Después de treinta y dos años algo en mí había cambiado como en millones de mexicanos, en el gobierno, en los servicios, en la geografía, en el paisaje, en el país entero. Y si bien habrá cosas que no cambien, como el hecho de que la Ciudad esté asentada sobre una zona de actividad sísmica, habrá otras cosas que sean distintas, pero iguales, que ayer se llamaron Hotel Regis, Nuevo León o el Centro Médico, y ahora llevan por nombre Colegio Rebsamen o el edificio en Coquimbo, sin que exista parangón entre el número de construcciones derrumbadas de antes y de ahora. Antes no existía Protección Civil, simulacros y alertas; y si bien se perdieron vidas, situación lacerante en una o diez mil, la cantidad tampoco es comparable con la del antecesor. Incluso, cambió la reacción del gobierno, ahora más apropiada y, salvo algunas cuestiones dignas de análisis en lo particular, sabedores de que las experiencias sufridas duelen lo mismo al tiempo en mitigan un poco la pena, que también es la misma, me atrevo a decirlo, porque al menos cala igual.
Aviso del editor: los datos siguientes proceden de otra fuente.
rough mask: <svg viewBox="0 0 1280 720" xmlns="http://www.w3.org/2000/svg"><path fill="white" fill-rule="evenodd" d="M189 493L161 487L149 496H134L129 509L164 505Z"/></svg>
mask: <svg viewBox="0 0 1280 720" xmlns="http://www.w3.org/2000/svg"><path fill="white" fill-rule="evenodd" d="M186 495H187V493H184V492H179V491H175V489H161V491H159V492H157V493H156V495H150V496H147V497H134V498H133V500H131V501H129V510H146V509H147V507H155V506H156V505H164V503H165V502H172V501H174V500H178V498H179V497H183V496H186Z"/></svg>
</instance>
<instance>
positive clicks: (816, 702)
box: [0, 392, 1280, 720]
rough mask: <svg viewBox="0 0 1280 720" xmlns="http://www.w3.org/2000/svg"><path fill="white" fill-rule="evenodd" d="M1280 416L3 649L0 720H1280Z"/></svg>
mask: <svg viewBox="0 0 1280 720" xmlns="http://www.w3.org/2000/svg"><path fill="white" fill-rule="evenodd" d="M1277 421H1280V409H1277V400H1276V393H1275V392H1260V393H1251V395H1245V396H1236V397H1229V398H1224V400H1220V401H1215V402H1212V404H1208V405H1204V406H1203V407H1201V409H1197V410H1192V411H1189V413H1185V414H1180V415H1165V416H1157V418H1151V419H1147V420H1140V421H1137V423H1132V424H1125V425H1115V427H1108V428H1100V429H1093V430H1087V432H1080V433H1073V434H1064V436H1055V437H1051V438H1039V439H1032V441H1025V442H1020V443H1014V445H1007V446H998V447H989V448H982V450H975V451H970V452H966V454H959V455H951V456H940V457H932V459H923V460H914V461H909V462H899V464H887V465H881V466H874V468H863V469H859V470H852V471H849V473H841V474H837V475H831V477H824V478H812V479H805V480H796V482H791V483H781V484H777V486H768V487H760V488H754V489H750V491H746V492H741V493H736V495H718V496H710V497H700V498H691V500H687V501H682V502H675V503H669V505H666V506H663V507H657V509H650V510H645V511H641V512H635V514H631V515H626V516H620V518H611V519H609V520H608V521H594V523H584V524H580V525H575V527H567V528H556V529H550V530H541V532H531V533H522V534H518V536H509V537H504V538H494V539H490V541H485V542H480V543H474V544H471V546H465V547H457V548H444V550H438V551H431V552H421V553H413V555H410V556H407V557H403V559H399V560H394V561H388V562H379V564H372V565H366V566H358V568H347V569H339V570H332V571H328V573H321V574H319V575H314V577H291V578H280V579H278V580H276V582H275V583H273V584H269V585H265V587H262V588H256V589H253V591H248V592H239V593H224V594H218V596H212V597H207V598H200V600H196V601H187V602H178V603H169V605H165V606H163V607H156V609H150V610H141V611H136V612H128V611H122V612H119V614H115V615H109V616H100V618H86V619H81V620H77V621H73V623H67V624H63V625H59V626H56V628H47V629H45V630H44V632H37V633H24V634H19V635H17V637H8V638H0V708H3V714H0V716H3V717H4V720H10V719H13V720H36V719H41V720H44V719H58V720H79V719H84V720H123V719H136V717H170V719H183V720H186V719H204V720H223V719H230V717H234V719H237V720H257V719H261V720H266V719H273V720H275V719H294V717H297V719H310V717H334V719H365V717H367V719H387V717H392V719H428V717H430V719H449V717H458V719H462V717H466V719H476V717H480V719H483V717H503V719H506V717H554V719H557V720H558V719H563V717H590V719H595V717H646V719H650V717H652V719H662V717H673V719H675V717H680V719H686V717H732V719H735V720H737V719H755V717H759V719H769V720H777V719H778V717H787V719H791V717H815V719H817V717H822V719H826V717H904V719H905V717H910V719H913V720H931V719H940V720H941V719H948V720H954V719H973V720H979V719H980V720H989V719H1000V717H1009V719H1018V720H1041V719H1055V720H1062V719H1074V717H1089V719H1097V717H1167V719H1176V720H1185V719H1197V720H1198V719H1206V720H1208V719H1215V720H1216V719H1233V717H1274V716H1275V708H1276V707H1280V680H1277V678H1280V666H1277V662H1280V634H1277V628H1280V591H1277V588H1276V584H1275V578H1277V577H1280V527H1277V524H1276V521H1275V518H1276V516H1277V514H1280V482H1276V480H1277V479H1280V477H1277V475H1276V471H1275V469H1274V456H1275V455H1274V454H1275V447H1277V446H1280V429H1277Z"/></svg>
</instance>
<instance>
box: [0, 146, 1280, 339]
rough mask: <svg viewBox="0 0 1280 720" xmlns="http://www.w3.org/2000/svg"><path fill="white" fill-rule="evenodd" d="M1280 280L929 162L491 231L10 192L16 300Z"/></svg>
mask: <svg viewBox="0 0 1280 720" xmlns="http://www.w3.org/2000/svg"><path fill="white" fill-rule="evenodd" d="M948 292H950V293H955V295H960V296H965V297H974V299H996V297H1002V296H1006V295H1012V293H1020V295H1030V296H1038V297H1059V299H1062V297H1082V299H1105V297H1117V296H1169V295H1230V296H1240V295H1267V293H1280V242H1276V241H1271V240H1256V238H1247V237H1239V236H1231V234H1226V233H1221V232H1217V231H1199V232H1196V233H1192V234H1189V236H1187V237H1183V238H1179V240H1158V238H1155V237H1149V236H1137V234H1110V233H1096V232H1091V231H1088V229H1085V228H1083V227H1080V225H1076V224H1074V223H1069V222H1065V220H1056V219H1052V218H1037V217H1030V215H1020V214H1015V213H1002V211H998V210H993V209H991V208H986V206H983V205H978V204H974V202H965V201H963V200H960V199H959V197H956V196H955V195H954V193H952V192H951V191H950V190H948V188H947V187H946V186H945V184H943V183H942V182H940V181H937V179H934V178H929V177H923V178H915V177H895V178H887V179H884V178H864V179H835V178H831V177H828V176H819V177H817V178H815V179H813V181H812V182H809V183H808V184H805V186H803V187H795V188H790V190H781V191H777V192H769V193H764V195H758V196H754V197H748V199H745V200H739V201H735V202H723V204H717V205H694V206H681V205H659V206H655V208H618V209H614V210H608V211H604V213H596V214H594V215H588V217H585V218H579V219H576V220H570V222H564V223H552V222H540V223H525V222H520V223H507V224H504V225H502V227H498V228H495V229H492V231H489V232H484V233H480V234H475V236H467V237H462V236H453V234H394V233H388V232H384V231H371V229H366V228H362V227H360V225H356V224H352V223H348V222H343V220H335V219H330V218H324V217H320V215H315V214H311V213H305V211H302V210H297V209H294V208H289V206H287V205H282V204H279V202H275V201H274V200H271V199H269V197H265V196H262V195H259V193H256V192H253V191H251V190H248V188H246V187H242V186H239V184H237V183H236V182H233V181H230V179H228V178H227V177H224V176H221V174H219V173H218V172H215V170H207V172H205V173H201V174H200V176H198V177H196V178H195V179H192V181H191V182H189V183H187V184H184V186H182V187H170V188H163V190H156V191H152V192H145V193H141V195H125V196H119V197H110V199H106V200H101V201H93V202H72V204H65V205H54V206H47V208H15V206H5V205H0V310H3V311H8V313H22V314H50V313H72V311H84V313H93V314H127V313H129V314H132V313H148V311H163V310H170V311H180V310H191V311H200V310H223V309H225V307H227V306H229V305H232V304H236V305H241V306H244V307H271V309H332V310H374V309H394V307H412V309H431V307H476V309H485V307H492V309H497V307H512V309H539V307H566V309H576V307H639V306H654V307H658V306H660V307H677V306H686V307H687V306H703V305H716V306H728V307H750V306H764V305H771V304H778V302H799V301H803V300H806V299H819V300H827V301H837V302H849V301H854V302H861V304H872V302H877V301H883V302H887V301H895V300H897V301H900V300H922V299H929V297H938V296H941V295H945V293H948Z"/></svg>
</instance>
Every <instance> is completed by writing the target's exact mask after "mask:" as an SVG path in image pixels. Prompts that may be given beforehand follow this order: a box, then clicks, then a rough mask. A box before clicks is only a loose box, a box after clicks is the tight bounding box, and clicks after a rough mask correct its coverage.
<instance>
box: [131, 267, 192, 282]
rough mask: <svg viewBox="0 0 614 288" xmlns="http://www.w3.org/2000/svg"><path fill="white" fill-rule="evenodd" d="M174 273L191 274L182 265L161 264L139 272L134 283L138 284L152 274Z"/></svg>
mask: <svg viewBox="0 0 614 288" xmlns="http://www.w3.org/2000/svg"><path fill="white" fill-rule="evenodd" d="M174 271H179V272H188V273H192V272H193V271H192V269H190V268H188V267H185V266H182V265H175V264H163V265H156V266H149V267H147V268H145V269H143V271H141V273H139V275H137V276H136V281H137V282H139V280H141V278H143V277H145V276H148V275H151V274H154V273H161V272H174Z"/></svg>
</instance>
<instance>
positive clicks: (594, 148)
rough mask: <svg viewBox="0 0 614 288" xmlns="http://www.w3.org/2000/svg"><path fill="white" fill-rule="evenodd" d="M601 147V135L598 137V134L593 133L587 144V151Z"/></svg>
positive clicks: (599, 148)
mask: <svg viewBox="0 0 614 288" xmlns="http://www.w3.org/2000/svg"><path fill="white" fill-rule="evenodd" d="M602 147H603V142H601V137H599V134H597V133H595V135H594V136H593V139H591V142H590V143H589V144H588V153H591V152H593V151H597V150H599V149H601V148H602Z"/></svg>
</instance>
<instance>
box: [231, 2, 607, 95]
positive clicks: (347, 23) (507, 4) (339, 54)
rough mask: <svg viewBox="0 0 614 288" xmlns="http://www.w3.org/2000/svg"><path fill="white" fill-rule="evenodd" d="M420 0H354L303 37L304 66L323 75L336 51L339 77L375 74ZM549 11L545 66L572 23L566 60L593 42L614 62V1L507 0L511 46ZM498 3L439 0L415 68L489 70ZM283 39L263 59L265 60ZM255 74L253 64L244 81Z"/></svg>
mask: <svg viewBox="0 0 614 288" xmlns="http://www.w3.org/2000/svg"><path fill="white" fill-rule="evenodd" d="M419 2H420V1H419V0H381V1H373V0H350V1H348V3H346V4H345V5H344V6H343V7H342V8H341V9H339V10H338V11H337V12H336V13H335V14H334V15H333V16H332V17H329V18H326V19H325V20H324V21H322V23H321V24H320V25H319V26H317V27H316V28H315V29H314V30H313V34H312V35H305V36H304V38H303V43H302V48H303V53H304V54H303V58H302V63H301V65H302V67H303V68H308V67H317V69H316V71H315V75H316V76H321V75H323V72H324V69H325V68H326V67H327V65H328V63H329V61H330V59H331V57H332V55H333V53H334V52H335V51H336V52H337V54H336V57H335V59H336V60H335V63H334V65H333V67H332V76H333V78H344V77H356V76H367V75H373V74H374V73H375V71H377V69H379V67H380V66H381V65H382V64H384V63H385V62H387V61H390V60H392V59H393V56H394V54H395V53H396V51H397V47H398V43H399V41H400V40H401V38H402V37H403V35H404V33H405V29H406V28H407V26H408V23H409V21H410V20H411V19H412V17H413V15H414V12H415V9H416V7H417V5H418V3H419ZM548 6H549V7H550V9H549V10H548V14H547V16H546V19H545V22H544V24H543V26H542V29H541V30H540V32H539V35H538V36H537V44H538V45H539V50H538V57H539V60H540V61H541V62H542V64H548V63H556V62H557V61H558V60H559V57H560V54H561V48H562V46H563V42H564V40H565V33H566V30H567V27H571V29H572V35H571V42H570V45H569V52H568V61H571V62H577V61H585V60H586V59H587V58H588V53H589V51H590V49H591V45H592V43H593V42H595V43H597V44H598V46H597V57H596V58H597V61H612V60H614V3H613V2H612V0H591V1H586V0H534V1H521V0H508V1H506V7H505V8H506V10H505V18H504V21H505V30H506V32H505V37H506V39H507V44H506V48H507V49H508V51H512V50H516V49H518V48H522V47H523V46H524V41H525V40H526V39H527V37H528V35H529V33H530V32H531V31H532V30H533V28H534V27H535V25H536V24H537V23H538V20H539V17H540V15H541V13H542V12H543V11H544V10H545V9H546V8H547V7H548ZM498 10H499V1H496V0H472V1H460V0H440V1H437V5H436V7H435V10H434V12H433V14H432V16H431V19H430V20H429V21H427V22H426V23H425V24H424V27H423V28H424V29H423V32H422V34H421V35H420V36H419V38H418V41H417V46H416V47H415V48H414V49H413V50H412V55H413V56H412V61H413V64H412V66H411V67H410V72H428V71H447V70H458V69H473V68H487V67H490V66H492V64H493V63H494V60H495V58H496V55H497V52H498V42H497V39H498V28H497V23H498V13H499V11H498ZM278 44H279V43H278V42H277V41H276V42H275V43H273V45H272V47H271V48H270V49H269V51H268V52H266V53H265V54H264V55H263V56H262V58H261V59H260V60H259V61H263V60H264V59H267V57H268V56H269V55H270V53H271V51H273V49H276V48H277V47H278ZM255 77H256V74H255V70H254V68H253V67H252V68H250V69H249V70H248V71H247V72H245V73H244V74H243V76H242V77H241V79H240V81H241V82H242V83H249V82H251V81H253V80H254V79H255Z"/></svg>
Lo único que no cambió fue la gente. Esa masa amorfa de personas que, tras la tragedia, en uno y otro caso, salió inmediatamente a buscar al prójimo, para hacerle ver que estaba allí. En el 85, la inactividad gubernamental fue más que evidente y eso provocó que se supliera ese ente monstruoso y lento que era la burocracia ochentera por una ágil respuesta ciudadana que, sin conocimientos previos sobre rescate y protección civil, supo arrebatar de los intestinos del terremoto la vida del hermano mexicano. En esta ocasión la preparación permitió que los daños fueran cuantiosos y la pérdida injusta de vidas, como en toda ocasión, irreparables, se diera a una expresión mínima en comparación (a falta de un resultado oficial) entre los eventos. Pero volvió a florecer en los que estaban alrededor, hombres y mujeres, la capacidad de empatía, de pensar en el otro, de mitigar el dolor con el bien común, de la acción favorable sin esperar respuesta, de la coordinación sobre la marcha. Esa es la esencia de una sociedad civil, de una sociedad solidaria que se sabe democrática al entender que los demás y yo, uno y otro, somos los mismos.